Insomma, presto per fare conclusioni, ma questo involontario esperimento va usato per approfondire l’argomento, su quanto massicce riduzioni in particolare di traffico possono portare benefici alla qualità dell’aria.

Questa diminuzione temporanea infatti non ha benefici reali, sul clima in particolare non sono le emissioni di un singolo anno ma l’accumulo e l’aumento di concentrazioni nel lungo periodo.

Al termine dell’emergenza infatti è facile immaginare una rapida ripresa dell’inquinamento ed emissioni, che vanificherà i presunti benefici. Già se ne vedono traccia in Cina, che con la ripresa ha visto ripartire in fretta le concentrazioni di NO2 come ha subito rilevato l’occhio attento dei satelliti.

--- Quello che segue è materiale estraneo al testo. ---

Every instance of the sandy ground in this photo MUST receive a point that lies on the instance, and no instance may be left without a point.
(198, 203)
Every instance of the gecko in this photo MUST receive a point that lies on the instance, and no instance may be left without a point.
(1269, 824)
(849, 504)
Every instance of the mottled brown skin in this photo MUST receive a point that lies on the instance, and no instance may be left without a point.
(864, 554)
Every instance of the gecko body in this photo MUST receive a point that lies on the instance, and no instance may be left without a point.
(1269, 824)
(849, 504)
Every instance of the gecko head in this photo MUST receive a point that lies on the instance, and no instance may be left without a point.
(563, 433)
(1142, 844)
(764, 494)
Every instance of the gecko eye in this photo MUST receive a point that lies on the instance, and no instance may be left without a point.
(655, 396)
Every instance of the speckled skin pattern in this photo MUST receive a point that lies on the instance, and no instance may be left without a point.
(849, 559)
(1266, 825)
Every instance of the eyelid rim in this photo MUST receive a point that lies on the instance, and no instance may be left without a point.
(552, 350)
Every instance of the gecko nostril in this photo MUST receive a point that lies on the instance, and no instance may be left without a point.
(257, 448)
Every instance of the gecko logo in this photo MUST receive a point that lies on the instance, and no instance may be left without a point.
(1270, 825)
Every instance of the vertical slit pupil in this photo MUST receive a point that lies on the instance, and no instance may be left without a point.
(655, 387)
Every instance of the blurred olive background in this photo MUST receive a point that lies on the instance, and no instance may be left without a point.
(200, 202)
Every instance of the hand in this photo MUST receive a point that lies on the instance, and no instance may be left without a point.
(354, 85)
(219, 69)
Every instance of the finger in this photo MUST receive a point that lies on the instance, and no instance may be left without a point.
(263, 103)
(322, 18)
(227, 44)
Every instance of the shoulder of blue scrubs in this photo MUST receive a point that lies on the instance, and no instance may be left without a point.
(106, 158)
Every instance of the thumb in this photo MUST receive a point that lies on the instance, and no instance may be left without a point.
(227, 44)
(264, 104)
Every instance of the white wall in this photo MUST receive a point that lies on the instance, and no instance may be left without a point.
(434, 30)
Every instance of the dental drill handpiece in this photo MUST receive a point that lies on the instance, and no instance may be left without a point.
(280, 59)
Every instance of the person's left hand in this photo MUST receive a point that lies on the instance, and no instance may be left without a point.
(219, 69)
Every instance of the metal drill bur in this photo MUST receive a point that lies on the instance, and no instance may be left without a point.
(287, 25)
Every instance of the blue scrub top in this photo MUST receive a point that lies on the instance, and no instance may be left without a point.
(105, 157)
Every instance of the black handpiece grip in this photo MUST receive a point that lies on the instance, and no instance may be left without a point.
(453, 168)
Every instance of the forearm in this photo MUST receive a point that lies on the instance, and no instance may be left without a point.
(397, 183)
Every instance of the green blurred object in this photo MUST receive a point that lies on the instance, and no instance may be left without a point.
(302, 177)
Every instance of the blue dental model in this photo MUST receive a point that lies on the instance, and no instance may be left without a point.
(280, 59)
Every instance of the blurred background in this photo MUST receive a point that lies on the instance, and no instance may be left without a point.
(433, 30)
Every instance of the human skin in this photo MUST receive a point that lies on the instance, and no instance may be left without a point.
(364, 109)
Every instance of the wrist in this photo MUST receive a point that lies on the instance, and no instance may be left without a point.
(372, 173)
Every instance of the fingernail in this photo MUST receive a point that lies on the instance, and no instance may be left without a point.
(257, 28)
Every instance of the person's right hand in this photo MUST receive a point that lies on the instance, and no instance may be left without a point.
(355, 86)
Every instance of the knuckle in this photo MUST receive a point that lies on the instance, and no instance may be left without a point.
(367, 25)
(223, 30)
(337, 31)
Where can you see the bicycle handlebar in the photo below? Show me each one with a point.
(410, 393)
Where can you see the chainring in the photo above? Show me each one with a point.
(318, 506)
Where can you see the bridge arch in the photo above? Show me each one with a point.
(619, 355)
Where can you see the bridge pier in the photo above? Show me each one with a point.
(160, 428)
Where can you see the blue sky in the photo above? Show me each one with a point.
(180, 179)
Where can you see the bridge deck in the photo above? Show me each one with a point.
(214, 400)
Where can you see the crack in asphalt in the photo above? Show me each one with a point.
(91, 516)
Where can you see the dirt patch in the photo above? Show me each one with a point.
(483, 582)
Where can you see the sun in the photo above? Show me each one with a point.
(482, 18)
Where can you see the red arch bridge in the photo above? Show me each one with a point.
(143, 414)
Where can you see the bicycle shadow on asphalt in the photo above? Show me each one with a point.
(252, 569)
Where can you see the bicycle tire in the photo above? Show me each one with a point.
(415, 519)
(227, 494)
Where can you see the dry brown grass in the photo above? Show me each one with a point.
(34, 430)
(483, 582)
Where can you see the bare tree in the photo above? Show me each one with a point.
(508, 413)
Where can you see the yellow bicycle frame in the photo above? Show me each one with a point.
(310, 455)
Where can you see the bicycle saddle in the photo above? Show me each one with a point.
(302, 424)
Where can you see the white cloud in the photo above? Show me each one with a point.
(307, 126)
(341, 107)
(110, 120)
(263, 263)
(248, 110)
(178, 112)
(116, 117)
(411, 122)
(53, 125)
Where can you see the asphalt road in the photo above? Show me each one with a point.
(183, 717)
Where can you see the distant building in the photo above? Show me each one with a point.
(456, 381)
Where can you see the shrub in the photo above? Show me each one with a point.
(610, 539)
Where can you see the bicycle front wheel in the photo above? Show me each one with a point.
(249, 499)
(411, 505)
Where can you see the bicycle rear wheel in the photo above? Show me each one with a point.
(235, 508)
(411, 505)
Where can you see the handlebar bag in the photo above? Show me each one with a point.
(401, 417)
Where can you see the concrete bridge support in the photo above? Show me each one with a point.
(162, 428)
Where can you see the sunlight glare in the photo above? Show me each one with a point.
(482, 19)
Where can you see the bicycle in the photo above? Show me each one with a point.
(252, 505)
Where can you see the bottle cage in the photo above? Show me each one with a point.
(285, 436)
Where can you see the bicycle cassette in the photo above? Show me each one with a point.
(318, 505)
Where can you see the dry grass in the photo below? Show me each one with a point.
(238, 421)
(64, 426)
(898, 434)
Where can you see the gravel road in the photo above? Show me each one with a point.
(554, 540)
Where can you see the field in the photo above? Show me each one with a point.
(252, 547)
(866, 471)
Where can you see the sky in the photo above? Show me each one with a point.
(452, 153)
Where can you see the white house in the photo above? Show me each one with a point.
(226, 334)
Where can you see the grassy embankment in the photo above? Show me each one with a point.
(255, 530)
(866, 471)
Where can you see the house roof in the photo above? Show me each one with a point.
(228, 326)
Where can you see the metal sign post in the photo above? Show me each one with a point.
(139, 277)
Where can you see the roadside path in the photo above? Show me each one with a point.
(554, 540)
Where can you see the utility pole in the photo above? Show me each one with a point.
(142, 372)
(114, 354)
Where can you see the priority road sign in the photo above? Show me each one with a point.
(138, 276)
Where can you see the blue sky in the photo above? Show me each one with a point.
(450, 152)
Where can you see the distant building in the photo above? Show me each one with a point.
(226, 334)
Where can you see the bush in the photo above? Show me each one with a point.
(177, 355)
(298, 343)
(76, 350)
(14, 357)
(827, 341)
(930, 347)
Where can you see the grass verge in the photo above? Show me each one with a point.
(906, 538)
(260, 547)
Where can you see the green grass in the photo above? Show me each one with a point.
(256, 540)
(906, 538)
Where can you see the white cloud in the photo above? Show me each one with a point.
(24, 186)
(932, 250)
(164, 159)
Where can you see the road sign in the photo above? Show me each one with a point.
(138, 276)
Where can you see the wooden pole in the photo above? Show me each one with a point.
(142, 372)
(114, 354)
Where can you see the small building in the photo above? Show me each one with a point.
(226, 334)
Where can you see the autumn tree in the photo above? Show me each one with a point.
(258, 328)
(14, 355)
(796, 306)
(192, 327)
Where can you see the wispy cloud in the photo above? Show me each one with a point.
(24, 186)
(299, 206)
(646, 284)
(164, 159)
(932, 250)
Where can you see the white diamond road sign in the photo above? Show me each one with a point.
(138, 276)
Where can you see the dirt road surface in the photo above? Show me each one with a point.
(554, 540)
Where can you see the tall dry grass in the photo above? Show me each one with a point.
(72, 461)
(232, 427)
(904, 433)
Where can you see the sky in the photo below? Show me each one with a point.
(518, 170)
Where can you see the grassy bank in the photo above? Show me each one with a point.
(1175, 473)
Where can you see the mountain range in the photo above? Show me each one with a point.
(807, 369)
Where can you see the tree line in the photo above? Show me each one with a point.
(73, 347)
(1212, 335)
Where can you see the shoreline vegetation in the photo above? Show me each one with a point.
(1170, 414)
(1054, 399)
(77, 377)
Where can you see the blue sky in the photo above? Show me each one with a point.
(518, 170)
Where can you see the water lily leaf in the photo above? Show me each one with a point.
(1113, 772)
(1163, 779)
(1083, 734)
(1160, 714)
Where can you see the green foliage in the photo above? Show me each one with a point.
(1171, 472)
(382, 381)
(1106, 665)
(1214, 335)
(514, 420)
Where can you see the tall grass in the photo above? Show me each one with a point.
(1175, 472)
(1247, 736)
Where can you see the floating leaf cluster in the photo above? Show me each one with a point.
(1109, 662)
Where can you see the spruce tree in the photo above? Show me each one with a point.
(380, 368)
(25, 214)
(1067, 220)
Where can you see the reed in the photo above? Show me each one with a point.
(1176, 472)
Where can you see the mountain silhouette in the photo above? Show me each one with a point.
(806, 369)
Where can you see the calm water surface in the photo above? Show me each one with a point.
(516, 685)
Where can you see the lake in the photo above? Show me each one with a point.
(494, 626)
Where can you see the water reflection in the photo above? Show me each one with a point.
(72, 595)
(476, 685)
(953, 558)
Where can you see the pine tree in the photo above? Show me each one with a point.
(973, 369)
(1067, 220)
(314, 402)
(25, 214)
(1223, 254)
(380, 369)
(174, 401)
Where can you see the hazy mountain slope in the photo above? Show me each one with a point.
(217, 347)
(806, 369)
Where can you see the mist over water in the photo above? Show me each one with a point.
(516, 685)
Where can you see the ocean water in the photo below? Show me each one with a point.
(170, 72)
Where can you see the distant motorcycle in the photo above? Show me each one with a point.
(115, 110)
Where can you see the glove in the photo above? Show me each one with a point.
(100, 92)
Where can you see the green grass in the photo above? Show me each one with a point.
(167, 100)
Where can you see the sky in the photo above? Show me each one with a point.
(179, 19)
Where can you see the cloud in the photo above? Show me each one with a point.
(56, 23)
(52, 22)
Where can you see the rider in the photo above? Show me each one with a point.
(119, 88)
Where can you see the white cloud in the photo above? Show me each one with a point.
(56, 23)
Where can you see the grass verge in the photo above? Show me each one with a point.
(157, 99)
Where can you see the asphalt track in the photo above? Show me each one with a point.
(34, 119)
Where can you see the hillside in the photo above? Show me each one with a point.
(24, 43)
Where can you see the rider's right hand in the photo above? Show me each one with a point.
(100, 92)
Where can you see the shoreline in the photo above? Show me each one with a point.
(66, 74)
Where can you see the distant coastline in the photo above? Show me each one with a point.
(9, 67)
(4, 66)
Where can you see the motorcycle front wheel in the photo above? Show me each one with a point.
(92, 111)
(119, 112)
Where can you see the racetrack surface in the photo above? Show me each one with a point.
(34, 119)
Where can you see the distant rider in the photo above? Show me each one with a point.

Questo episodio dimostra comunque una cosa. Il famoso disaccoppiamento dell’economia dalle emissioni serra non è ancora avvenuto. Se guardiamo alle emissioni storiche, i cali che si notano attorno al 1974, al 1980, al 2001 e al 2008 non sono stati dovuti a scelte verso efficienza energetica, mobilità sostenibile e fonti rinnovabili ma a crisi energetiche, economiche, attentati e ora appunto all’imprevedibile coronavirus.

Dobbiamo invece attuare un piano come dal paper scientifico sulla Carbon law che porti a una crescita delle rinnovabili con un boom simile alla diffusione dei microprocessori, una sorta di Legge di Moore per le fonti rinnovabili che porti al raddoppio ogni 5-7 anni con un calo di emissioni, per virtù e non per necessità, del 7% all’anno.